Grupo del Instituto de Investigación Sanitaria-Fundación Jiménez Díaz
null Grupo del Instituto de Investigación Sanitaria-Fundación Jiménez Díaz
Research Group on HIV and Viral Hepatitis (Instituto de Investigación Sanitaria-Fundación Jiménez Díaz, UAM / Hospital Universitario Rey Juan Carlos)
Under the leadership of doctors José Miguel Benito and Norma Rallón, the research group on HIV and Viral Hepatitis develop translational research focuses on the eradication of HIV/AIDS and Viral Hepatitis at Instituto de Investigación Sanitaria-Fundación Jiménez Díaz, UAM. Our goal is excellence in research and, we have a wide network of collaboration with different prestigious research groups at the national and international level. Our group is integrated into the Spanish AIDS Research Network (RIS), participating in two of its current programs: Immunopathogenesis Program, and Vaccine Program. We coordinate two working groups within these programs: Work package on "Mechanisms associated with HIV control"; and Work package on "Platforms for the evaluation of the immunological response in trials of prophylactic and therapeutic vaccination against HIV in animals and humans". Our lines of research are the following:
- Persistence and latency of HIV. Through studies at molecular and cellular level, we seek to achieve a better understanding of latency and viral persistence (HIV reservoir) with the aim to identify better therapeutic strategies for the eradication or at least for the long-term control of HIV (functional cure).
- HIV Elite Controllers (EC) as a model for immunomodulatory therapies. EC patients are an exceptional group of individuals in whom viral replication is spontaneously controlled without antiretroviral treatment. Our objective is to elucidate the mechanisms associated with the control of virus replication in these patients, which is essential when designing immunomodulatory therapeutic strategies aimed at controlling the viral reservoir and viral replication without the need for antiretroviral treatment (functional cure).
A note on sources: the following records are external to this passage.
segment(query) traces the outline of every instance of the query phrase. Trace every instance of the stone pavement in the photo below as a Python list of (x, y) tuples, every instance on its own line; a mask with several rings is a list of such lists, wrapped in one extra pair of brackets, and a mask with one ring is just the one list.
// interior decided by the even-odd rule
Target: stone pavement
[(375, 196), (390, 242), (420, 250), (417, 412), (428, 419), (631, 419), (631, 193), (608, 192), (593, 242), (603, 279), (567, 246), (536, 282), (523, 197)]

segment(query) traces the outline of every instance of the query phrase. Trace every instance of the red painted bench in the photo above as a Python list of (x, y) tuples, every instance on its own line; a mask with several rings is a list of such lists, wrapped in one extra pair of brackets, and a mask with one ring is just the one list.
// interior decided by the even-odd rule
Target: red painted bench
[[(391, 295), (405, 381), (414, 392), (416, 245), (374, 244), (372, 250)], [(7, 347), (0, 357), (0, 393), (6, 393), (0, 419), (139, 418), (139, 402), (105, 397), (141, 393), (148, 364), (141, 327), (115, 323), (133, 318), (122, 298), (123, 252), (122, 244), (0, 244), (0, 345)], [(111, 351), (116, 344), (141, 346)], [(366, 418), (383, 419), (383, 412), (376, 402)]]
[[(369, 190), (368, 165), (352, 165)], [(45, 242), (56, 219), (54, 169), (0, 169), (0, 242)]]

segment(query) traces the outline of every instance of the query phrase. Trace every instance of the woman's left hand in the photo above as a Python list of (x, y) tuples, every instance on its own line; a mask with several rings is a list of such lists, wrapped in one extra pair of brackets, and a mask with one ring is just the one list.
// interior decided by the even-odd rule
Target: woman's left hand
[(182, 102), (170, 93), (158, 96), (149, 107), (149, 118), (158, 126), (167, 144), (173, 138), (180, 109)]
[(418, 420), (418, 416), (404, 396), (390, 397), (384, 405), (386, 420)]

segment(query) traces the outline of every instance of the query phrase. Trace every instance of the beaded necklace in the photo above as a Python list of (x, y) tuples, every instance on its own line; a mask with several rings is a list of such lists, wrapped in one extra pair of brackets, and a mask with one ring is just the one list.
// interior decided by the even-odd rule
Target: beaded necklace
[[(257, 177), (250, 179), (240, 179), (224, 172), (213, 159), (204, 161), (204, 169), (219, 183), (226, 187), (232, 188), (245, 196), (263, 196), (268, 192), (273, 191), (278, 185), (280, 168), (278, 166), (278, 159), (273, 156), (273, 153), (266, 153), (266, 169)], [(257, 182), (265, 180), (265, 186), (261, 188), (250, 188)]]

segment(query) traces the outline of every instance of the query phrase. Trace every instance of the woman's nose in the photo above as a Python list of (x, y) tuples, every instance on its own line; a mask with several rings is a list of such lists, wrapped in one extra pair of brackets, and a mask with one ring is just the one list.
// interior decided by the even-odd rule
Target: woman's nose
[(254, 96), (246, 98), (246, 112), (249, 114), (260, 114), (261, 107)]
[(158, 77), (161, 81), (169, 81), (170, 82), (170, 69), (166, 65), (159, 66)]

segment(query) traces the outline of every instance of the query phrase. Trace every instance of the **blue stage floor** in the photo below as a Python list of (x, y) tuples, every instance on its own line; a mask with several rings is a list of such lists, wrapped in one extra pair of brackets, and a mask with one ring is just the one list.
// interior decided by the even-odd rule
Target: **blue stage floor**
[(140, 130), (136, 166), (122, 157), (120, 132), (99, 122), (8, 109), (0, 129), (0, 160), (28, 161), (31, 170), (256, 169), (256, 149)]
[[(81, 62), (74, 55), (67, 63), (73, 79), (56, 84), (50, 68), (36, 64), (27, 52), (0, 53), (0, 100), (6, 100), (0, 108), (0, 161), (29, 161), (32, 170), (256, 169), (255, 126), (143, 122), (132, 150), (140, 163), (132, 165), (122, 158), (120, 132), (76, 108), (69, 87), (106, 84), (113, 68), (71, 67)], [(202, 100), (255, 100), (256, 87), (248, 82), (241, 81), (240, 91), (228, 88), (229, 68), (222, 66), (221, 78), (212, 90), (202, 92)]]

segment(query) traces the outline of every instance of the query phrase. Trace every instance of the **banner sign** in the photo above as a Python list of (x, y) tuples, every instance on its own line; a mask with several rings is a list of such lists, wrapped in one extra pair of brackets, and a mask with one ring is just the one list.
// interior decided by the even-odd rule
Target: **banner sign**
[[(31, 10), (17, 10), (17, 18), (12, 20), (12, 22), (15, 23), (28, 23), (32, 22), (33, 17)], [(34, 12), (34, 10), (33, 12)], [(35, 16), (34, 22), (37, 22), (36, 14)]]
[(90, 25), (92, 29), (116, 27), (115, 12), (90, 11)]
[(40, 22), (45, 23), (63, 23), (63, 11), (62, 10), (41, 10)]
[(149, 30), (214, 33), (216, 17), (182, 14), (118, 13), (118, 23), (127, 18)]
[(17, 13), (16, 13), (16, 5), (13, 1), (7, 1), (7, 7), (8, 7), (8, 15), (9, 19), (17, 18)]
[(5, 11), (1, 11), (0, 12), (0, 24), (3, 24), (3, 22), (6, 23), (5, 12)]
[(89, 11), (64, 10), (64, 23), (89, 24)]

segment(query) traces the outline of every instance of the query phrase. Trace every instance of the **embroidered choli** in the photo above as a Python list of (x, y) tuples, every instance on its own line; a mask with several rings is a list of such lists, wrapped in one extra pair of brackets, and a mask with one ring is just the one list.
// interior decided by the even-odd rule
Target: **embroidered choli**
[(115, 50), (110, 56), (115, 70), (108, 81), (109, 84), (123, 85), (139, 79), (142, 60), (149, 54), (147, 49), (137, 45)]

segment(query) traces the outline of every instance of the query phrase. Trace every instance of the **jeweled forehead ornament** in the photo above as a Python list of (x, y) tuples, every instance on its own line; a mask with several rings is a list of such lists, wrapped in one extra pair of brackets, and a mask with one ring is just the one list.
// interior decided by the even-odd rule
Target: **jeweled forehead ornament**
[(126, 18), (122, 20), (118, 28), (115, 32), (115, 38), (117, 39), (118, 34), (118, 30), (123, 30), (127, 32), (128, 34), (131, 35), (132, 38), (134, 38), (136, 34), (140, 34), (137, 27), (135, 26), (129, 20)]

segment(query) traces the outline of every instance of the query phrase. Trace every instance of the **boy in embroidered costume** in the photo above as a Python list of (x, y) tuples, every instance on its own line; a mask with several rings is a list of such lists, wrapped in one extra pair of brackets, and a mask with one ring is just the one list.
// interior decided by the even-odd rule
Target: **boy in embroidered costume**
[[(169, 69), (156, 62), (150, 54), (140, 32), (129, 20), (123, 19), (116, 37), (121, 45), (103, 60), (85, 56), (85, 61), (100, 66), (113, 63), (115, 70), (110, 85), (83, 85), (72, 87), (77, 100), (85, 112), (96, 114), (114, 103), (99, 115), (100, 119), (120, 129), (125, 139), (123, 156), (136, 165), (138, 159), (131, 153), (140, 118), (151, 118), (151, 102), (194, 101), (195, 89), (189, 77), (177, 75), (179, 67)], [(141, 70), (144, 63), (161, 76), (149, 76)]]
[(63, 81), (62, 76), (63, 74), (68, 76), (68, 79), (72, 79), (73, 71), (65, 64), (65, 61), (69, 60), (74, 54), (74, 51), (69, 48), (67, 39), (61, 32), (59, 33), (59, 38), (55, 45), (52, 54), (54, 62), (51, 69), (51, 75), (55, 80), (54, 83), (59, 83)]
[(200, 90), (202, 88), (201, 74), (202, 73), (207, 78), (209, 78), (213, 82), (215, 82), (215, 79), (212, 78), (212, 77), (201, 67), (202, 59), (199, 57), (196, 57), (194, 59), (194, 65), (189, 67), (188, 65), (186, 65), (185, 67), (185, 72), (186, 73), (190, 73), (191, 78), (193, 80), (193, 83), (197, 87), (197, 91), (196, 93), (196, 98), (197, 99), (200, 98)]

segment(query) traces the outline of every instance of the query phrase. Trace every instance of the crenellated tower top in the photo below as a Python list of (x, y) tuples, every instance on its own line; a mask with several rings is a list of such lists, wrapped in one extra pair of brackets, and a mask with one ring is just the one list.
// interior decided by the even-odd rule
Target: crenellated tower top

- Strategies of therapeutic vaccination against HIV. Given the numerous long-term side effects of antiretroviral therapy, it is of utmost relevance to search for immunomodulatory strategies that help to control viral replication without antiretroviral therapy (functional cure). In the last years, our group has been working with the Spanish group of vaccines within the AIDS Research Network to analyze to what extent different functional characteristics of the HIV-specific T-cells response are modulated by the different vaccine candidates used in current clinical trials of therapeutic vaccination.
- Immune reconstitution. Our group works in the search for host factors involved in the poor recovery of CD4 T cells in HIV-infected patients receiving antiretroviral therapy, an increasing problem due to the high prevalence of new late diagnoses (with severe immunosuppression at the moment of diagnosis).
- Role of HCV coinfection in the pathogenesis of HIV infection. HCV and HIV viruses coexist chronically in a large population of patients. So, the aim is to decipher their interactions in co-infected patients (HIV/HCV) which is of pivotal importance for the clinical and therapeutic management of this special population of patients.
Moreover, our group is member of Spanish Consortium of Elite Controllers (EC) involved in the study of immunologic and molecular mechanisms associated to the loss of immunologic and/or virological control in these EC patients.